Of course, I often find myself in the curious position of editing for a writer who is also the publisher, so I often frame things in the form of conversation rather than dictation. I’m an editor who often only has authority to walk off the job, and everything else is looked at as mere suggestion. But, I find that’s a healthy way to converse with writers (at least, I do right now). And that was a total tangent, wasn’t it?
- Ryan
That kind of relationship in editing, where it’s collaboration and dialogue twixt writer and editor, is precisely what I look for in the freelance stuff that I do. If that’s not there, then generally I’m not interested in doing it. Thankfully just about everything I’ve done has been that kind of work, or close enough to it. I get too much with the day job of what I have no control over, primarily because our writers pander to… er, write for… a specific audience with whom I have little in common.
In re: tangent, hey, I’m firmly possessed of the opinion that it’s impossible to go off on a tangent on one’s own blog, since for the most part, a blog is pretty much a collection of tangential thoughts.

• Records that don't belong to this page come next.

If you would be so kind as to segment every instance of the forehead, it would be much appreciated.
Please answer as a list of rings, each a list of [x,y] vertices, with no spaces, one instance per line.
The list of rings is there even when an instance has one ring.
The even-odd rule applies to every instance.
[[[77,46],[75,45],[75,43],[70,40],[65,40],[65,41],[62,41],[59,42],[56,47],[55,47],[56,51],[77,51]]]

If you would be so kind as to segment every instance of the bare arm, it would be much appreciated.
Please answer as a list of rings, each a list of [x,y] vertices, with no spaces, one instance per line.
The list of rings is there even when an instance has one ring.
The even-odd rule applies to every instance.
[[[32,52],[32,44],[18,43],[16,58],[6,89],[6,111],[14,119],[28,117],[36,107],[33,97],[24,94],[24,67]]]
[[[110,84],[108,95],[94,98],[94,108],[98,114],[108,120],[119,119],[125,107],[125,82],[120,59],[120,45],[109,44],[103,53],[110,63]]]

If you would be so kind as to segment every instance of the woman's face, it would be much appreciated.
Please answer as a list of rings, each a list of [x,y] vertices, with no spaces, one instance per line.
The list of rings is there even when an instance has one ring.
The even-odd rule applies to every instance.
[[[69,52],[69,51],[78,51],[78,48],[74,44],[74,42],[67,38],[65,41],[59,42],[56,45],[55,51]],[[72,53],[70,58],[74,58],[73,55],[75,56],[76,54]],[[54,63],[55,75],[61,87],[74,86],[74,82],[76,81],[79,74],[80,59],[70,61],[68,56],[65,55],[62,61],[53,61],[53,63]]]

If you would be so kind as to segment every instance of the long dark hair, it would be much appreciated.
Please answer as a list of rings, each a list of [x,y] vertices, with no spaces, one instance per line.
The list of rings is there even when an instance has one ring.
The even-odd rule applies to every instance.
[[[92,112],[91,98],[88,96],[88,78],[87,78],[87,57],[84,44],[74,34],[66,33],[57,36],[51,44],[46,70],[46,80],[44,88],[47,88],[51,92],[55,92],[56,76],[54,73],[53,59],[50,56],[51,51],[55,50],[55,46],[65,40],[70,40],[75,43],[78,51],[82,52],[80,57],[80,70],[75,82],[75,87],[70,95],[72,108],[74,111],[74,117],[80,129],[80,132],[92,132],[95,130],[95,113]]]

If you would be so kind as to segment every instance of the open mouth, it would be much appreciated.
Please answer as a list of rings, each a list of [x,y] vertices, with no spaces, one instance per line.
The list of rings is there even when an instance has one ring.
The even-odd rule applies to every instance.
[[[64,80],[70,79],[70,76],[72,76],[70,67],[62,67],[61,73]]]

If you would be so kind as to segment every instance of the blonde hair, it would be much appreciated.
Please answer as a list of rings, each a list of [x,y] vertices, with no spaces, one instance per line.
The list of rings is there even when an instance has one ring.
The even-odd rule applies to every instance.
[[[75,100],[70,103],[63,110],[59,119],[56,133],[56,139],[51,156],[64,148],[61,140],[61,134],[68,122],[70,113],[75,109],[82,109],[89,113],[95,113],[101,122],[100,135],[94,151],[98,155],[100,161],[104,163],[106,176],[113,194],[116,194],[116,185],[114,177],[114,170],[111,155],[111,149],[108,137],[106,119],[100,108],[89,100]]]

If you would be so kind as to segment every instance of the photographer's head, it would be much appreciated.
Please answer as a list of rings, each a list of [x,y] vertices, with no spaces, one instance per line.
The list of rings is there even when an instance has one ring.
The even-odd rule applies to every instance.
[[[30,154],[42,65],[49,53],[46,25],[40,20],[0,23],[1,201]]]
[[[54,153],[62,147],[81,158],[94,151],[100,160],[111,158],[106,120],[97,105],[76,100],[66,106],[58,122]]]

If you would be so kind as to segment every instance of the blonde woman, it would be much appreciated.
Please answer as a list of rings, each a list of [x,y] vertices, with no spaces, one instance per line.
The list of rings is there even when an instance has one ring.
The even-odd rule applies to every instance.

I got here through the circuitrous road the internet sometimes takes, but yeah. That sounds right.
The lack of power is really an interesting issue. People in the indie-crowd often speak of “Creator-control”, but the editor is also a creator, no? Heh.
That lead me to realize that sometimes editors around here are more like proofers, due to the lack of the dictation ability.
Guy,
As an editor, I try not to think of myself as a creator. That muddies the waters. Of course, sometimes the writers think of me that way.
Long ago, I was editing a friend’s story for my anthology, Finis: A Book of Endings. I marked it up heavily, and sent it back to him for comments. He sheepishly IMed me asking if I wanted co-author credit.
My response was more or less: “Fuck you. I’m your editor. You wrote this. I just took out the scaffolding you left in.” (For the record, he was someone with whom I could answer with vulgarity, so it was a friendly “fuck you.”)
But yeah, some are more like copy editors than managing editors. For RPGs, I’m ill-content to just copy edit. So I turn down jobs that look too much like that. I’m a craftsman, and I’m doing this thing because I love it.